Ferrari’s first EV has a math problem, and one of the brand’s own collectors just did the arithmetic out loud. Supercar owner Jeffrey Cheng — @speedy_jeff on Instagram, where he first posted the exchange — pegs the Luce at north of $700,000 once taxes and registration are folded in. For that money, he argued, a buyer could park the best electric cars Tesla, Rivian, and Lucid build in the driveway and still have a small fortune left over. When a potential customer starts running that comparison unprompted, the badge has to do an enormous amount of heavy lifting. For Cheng, it didn’t lift nearly enough.
What makes the whole thing sting for Ferrari is how the conversation started. This wasn’t an anonymous internet critic — it was someone Ferrari went looking for. A sales consultant reached out directly, part of a targeted push aimed at existing owners and EV-curious enthusiasts invited to learn about allocations and ordering. Flatter the loyalists, dangle exclusivity, convert them into buyers. Cheng was, on paper, exactly the right person to email. He was also, as it turned out, exactly the wrong one.

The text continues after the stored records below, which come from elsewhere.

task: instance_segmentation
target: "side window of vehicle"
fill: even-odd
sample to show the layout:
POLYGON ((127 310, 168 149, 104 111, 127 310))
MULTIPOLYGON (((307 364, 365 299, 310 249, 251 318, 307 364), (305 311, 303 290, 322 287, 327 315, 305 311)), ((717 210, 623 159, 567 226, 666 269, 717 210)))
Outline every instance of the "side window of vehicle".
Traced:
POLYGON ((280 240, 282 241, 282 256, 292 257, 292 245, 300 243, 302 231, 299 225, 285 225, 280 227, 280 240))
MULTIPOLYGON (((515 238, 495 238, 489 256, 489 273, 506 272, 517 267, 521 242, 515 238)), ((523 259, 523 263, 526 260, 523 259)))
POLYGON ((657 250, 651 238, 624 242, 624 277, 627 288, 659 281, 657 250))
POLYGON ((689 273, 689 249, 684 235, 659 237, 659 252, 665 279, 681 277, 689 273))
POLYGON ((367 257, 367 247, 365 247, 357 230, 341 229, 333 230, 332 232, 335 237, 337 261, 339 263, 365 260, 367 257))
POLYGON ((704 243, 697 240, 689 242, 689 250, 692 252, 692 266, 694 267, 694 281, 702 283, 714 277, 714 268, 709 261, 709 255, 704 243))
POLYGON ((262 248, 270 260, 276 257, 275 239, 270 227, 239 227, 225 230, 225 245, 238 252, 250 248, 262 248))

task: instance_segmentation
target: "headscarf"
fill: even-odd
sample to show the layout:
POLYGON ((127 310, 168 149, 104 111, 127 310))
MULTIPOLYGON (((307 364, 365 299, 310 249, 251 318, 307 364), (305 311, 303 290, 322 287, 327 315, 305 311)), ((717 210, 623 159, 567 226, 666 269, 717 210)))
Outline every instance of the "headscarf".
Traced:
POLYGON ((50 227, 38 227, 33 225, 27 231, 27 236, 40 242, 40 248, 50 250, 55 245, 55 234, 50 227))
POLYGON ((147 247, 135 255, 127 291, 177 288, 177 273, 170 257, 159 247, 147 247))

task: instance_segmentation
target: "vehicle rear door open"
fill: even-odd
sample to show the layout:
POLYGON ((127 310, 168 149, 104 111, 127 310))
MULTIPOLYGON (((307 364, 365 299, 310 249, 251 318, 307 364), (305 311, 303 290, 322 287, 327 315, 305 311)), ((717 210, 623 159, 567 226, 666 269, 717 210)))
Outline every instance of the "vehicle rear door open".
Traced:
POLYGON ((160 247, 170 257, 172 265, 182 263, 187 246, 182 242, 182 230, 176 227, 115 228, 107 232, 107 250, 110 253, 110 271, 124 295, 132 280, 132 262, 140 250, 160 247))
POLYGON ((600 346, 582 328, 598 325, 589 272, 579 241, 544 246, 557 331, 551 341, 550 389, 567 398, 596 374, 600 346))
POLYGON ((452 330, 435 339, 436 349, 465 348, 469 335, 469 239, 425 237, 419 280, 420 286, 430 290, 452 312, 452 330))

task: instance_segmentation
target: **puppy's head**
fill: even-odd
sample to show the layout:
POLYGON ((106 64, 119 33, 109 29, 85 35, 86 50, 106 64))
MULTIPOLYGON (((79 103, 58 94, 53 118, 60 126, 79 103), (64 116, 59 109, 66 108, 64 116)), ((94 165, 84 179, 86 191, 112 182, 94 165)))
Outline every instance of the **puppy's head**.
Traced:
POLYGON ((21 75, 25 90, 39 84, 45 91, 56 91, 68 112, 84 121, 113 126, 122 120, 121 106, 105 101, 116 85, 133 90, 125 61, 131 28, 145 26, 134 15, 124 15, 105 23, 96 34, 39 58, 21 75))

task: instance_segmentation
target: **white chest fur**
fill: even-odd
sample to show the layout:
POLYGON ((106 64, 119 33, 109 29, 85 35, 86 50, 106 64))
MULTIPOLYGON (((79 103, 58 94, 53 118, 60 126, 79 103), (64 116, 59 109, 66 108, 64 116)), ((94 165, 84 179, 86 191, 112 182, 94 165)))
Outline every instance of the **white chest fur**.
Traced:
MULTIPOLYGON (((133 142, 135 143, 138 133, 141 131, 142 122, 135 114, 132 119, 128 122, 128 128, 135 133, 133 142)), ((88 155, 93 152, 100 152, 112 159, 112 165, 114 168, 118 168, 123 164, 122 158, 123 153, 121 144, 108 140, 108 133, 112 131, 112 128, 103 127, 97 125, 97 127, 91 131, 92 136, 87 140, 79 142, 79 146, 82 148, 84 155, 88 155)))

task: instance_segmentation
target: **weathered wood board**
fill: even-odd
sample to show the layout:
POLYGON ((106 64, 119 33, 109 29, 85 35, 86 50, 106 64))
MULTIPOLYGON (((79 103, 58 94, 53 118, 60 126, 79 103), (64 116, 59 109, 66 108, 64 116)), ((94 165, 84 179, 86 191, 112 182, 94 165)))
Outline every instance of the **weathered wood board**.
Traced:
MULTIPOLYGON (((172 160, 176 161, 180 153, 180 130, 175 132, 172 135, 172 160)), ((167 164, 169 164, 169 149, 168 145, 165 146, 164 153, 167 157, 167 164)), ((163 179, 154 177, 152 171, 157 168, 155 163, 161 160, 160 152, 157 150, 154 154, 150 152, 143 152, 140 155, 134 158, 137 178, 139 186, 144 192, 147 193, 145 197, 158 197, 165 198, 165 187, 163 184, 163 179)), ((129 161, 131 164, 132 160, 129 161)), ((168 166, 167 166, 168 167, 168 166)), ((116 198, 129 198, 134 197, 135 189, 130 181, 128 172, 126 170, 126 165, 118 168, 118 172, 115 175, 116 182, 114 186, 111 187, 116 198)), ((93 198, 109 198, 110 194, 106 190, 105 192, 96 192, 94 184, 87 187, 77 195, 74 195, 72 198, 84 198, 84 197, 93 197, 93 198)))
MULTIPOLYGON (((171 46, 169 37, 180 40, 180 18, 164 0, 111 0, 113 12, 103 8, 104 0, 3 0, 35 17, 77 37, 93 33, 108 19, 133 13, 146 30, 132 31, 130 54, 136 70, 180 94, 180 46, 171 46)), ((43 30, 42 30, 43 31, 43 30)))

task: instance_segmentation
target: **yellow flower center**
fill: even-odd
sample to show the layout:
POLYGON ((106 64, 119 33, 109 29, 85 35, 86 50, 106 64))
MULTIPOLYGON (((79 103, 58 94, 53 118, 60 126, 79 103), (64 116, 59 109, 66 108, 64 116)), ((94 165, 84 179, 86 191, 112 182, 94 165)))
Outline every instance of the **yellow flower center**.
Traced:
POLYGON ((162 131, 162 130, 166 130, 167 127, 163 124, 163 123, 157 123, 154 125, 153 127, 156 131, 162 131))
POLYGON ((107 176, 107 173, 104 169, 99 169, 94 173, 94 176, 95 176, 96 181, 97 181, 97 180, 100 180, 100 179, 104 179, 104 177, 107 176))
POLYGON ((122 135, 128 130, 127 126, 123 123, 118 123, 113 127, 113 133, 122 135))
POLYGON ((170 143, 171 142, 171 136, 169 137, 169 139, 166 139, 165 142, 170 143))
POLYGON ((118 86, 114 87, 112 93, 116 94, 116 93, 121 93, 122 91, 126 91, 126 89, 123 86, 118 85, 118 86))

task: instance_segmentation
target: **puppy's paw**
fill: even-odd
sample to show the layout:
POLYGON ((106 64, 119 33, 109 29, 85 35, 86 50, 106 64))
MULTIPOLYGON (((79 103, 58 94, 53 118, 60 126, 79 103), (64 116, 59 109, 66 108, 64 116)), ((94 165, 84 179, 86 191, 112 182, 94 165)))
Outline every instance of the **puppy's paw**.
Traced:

His problem wasn’t simply that the Luce is electric. He went after the design, calling it “un-Italian” and questioning how a room full of Italians — among the best car designers on the planet — signed off on it. He used the word “embarrassing.” Then he circled back to the price, framing $700K-plus as indefensible for a Ferrari EV that hasn’t won the room over.
None of that would matter much if it stayed in the enthusiast forums, where plenty of people have said harsher things about the Luce for weeks. The uncomfortable part for Ferrari is that this came from inside the tent — from precisely the kind of established collector the sales team hoped would line up first.
And yet the picture isn’t uniformly grim. Reports suggest interest in the Luce is already building in Thailand, well ahead of deliveries that aren’t due until late 2027. So Ferrari is living two realities at once: a longtime believer telling the brand to its face that the car is overpriced and off-brand, and a market halfway around the world warming to it sight unseen. Which of those two groups ends up defining the Luce will say a lot about what a Ferrari is allowed to be from here on.